Christmas is right around the corner and the 6-year-old boy and 7-year-old girl are bouncing off the wall.
Come to think of it, they were bouncing off the wall before Christmas was coming but now they've really ramped it up a notch.
The little boy has been quite interested in Santa Claus and recently asked me was it possible that "you and momma just put all the presents under the Christmas tree the night before and pretend like Santa Claus came."
I responded with this dumbfounded look sorta like when your wife says why were you talking to your old girlfriend at the class reunion. I finally pulled out one of my family's old time favorites and said, "Don't be ridiculous, Santa Claus is real and if you don't believe he won't bring any presents."
This was apparently not particularly persuasive to the little boy, who tilted his head sideways, crinkled his nose, and said, "Well, I just know the dinosaur I got last year had a price tag on the box and I don't know why Santa Claus would need a price tag on a toy he was giving away for Christmas."

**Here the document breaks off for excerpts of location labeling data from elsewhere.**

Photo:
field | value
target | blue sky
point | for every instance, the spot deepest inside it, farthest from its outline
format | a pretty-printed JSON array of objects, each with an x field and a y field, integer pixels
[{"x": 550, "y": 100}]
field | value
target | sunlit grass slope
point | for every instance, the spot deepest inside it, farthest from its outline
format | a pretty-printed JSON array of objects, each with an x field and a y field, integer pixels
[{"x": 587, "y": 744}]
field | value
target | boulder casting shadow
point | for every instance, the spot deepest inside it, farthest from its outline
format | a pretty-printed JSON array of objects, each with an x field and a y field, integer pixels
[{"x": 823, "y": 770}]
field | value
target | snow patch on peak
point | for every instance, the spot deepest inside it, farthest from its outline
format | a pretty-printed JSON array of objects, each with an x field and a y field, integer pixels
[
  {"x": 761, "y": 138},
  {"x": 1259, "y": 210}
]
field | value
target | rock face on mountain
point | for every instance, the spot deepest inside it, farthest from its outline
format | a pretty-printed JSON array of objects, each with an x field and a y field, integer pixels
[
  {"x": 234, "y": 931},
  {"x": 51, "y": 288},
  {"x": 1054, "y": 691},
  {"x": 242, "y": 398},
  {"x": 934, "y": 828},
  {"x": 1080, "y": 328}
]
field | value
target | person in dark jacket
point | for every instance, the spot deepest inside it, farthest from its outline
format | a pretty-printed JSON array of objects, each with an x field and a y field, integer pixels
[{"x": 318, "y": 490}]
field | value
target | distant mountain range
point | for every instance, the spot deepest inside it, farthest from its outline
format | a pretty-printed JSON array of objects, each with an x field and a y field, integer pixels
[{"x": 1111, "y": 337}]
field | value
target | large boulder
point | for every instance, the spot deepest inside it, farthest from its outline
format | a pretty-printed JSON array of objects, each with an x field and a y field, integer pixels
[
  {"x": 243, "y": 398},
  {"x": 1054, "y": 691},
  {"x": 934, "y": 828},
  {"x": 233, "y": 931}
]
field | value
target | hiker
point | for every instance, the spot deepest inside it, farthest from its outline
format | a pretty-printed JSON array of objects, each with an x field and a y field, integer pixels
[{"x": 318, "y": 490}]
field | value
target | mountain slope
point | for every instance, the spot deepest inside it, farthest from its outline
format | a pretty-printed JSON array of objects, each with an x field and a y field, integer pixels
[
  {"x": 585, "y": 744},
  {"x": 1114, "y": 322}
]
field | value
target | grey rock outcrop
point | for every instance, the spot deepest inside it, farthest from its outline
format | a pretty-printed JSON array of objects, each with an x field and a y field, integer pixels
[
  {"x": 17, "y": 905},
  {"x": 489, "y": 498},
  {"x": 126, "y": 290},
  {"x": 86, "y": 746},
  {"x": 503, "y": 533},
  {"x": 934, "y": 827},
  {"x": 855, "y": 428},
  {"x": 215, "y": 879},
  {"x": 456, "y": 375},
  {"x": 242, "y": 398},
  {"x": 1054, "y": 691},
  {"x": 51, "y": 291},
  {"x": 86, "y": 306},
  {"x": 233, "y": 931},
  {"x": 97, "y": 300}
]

He was quite convincing in his argument and I could see the magic of Christmas slipping away. Just in the nick of time, however, the little girl responded by saying, "Don't be ridiculous, you know momma and daddy couldn't possibly afford all those presents."
I'll have to say she hit the nail on the head as I fanned my smoking credit cards.
This little incident did disturb me because I don't want the kids to lose the magic so soon. Only a few weeks ago, my son and daughter were helping my mother cook some type cake. To fully understand what I am about to say, you must know that each time my little girl lost a tooth, the tooth fairy would magically spread fairy dust throughout the room. On at least one of these occasions, the toothfairy was short on fairy dust, so I substituted ordinary baking flour spread throughout the floor. The little girl was none the wiser and insisted I sweep the powder up into a sandwich baggie, which she then took to her grandmother as proof the tooth fairy had sprinkled fairy dust.
Well, after cooking with my mother, my little girl told me, "You know daddy we were helping grandmother cook and we tasted the flour and it tastes just like fairy dust." Hmmm, imagine that.
If I could, I'd keep them just the age they are forever. They're sweet and innocent and everything they discover is new and exciting. Recently, I was playing with our rat terrier, Levi, and picking at the little boy. He adores the rat terrier, even though it has bitten him in the face twice, and Levi is the only thing in the house which comes close to equaling his terrorizing ability.
I asked him if he loved me or Levi the most. He responded by saying, "I don't know. You didn't tell me you were gonna ask me such a tough question. I love you both, will I have to give Levi back if I say I love you the most?"
Well, I guess you need to be careful on what you ask, but I assured the little boy he could keep Levi and I'd keep hoping I'd come in first.
As a final thought, the kids were recently singing nursery rhyme type songs in the backseat of the car, but substituting my name for characters in the song. The songs weren't particularly flattering, so I began to sing a song that basically said I am the greatest daddy, you must consider me the greatest daddy, no one is greater than me, blah, blah, blah.
The children tolerated this display rather well, considering my limited singing ability, when the little boy finally said, "Daddy you know you're not the greatest. We love you, but only Jesus is the greatest."
I guess that about sums it all up. Hope you all have a great and wonderful Christmas. I'll be working hard to stay ranked ahead of Levi.